Scientists have hypothesized that to facilitate social play, individuals may act to maintain equality by following a "50:50 rule," where each player is 'winning' or 'losing' 50% of the time. For instance, instead of using offensive tactics during play, a dominant animal may show 'self-handicapping' to put itself at a disadvantage, allowing a subordinate to 'win.'
The authors of the present study observed play styles in captive wolves, analyzing play interactions in puppy-puppy and puppy-adult pairs to test if the interactions adhered to the 50:50 rule. They found that play in wolf puppies did not appear to follow this rule. Puppy-puppy pairs consistently showed more equal play than puppy-adult pairs, although the degree of equality varied greatly. In puppy-adult pairs, however, the puppies engaged in self-handicapping and less offensive behaviors, rather than the adults.
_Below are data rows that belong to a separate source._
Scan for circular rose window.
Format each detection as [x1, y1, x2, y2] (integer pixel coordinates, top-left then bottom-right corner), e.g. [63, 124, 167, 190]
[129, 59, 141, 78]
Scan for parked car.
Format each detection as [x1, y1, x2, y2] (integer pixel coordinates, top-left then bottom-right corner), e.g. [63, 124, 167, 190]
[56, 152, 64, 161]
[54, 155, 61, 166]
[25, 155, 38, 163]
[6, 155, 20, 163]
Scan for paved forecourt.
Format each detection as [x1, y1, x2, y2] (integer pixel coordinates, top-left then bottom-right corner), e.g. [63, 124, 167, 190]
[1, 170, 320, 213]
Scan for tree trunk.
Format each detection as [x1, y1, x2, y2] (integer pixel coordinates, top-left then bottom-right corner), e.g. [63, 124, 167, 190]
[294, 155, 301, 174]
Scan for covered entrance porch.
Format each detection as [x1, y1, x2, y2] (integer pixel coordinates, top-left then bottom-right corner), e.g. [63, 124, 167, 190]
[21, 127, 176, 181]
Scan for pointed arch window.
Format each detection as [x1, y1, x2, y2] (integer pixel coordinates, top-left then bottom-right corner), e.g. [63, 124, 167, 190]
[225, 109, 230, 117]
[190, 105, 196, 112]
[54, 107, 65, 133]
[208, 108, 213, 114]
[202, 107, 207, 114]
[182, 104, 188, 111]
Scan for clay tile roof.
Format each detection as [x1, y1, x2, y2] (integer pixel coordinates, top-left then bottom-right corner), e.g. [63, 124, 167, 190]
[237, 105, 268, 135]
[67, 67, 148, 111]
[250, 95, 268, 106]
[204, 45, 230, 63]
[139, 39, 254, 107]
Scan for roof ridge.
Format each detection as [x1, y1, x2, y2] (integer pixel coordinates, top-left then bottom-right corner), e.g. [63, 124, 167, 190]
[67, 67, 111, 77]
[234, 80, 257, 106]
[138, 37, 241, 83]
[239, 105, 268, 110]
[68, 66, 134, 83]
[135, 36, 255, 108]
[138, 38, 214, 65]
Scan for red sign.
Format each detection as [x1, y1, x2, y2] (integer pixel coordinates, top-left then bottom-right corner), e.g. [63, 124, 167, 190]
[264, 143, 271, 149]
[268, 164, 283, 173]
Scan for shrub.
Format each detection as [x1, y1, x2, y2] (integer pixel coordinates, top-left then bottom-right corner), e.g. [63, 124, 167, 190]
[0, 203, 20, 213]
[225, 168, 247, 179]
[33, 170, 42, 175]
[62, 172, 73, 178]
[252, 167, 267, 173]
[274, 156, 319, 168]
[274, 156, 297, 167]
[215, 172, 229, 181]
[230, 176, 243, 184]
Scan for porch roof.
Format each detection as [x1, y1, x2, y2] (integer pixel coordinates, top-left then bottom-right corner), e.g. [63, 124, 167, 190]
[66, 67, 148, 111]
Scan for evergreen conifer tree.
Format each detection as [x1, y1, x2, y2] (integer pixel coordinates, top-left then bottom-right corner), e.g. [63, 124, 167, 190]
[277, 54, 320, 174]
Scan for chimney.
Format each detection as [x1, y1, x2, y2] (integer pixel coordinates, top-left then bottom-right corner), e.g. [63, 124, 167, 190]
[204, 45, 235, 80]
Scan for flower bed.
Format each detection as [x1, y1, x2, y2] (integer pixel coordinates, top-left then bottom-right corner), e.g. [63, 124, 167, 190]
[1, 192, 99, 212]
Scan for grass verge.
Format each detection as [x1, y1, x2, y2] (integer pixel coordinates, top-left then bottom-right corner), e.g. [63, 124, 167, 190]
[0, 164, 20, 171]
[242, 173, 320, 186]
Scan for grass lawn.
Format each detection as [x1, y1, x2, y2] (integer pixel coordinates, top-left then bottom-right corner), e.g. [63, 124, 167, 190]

The authors propose that such behavior may act to reinforce the dominant adult and subordinate puppy hierarchy established outside of play, and hope that continued research in this area may provide further insight.
Jennifer Essler notes: "The study presents the first evidence that wolf puppies do not show egalitarian play styles, and adult wolves do not appear to exhibit self-handicapping behaviors to engage the puppies in play. Thus, it does not appear that the retained levels of conspecific cooperation within wolves, compared to dogs, has selected for more egalitarian play styles."